Alam told reporters: “Those who took part in the last three elections and came to parliament have illegally deceived the people, and the interim government will certainly obstruct their political participation. You will see these barriers come into effect. There is a legal aspect, there is an administrative aspect – you will see this soon. These things will become clearer when the electoral process begins.”

According to media reports, during a dialogue with Chief Adviser Professor Muhammad Yunus yesterday, some parties demanded that the Awami League and its allies be banned or at least prevented from participating in the next national elections.

This statement is particularly alarming because it targets all major political parties in Bangladesh, including the Awami League. These parties have been a cornerstone of Bangladesh’s political landscape for decades, despite their shortcomings and allegations of corruption. The intention of the interim government appears to be to depoliticize Bangladesh, pushing it into an era of autocratic rule dominated either by new, untested political players or by a so-called “royal party” that will rubber-stamp the decisions of those in power.
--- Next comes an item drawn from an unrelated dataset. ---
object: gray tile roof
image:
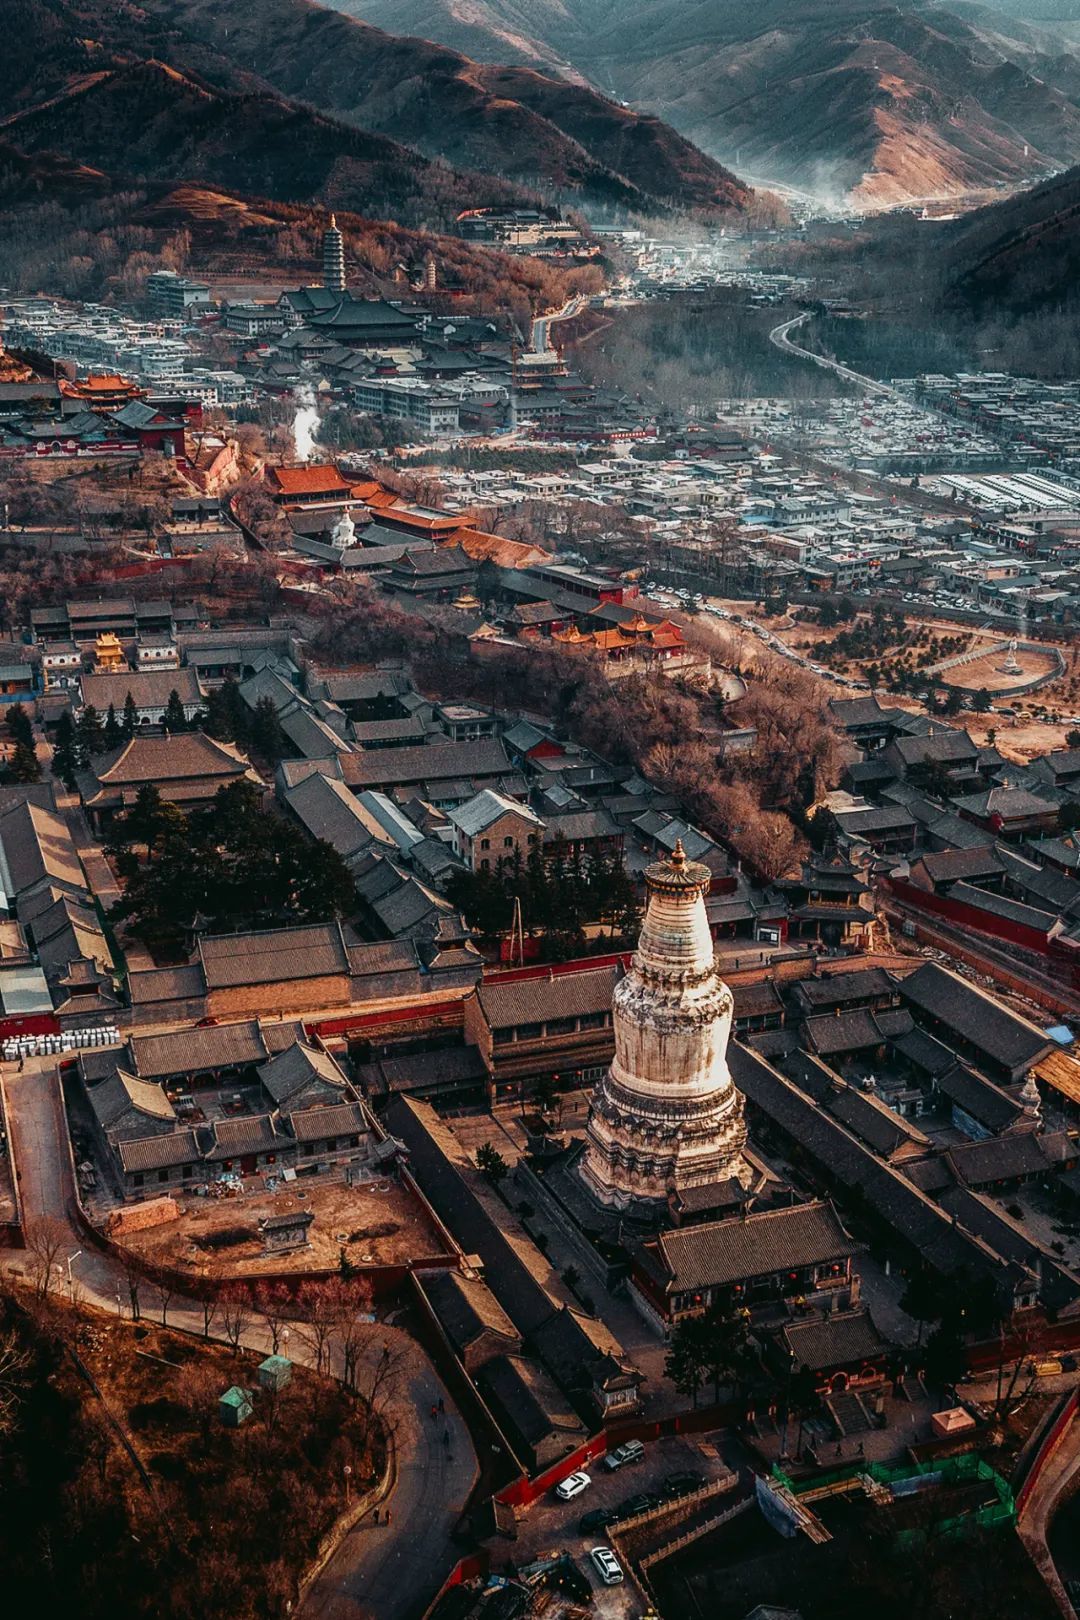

The exclusion of major political parties raises concerns about the future of democracy in Bangladesh. Such a move suggests that the interim government is not interested in restoring the democratic process, but rather in consolidating its power by limiting political competition. This trajectory, if left unchecked, could lead to the erosion of fundamental democratic institutions, giving rise to pseudo-fascism, where elections exist but serve only to legitimize an authoritarian regime. Amazingly, America, which has publicly stated that it supports Yunus’ interim government in “restoring democracy,” has remained absolutely silent on these troubling developments.

Another aspect to consider is the potential impact of Donald Trump’s victory in the upcoming US presidential election on November 5th. Many believe that the Trump administration will maintain the status quo in terms of US policy towards Bangladesh. However, this assumption misses key aspects of Trump’s nationalist agenda.

Trump is inherently a nationalist, while the Democrats are considered globalists. If Trump were to win, his focus would likely shift away from foreign commitments such as the Ukraine conflict and the current Israeli-Palestinian situation. His administration will prioritize American interests by reducing foreign aid and military involvement abroad. This will make countries like Bangladesh more vulnerable to regional powers like India.

In this scenario, India could significantly increase its influence over Bangladesh with the tacit approval of the US. This will serve Washington’s strategic interests in containing China’s growing influence in South Asia, even if it means sacrificing some democratic ideals. Thus, Trump’s victory could pave the way for increased Indian dominance in Bangladesh’s political and economic spheres, which could have profound implications for the balance of power in the region. This will also lead to unbearable pressure on the Yunus government from both New Delhi and Washington.

Revelations in a People’s Journal JonotarChoh Sheikh Hasina’s forced departure and subsequent political maneuvering in Bangladesh raises serious concerns about the future of the Yunus administration and the country. The rise of Islamist forces within the caretaker government, the erosion of democratic institutions and the growing influence of India all point to a potentially unstable future for Bangladesh. With global power shifts, especially a possible Trump victory in the US, South Asia’s geopolitical landscape could become even more unstable, leaving Bangladesh caught in the crossfire of larger regional and international ambitions. Meanwhile, political uncertainty and the rise of religious extremism in Bangladesh will greatly discourage foreign investment and at the same time could seriously damage the country’s main source of export earnings – the garment industry – thereby ultimately creating an intolerable challenge for the country’s economy.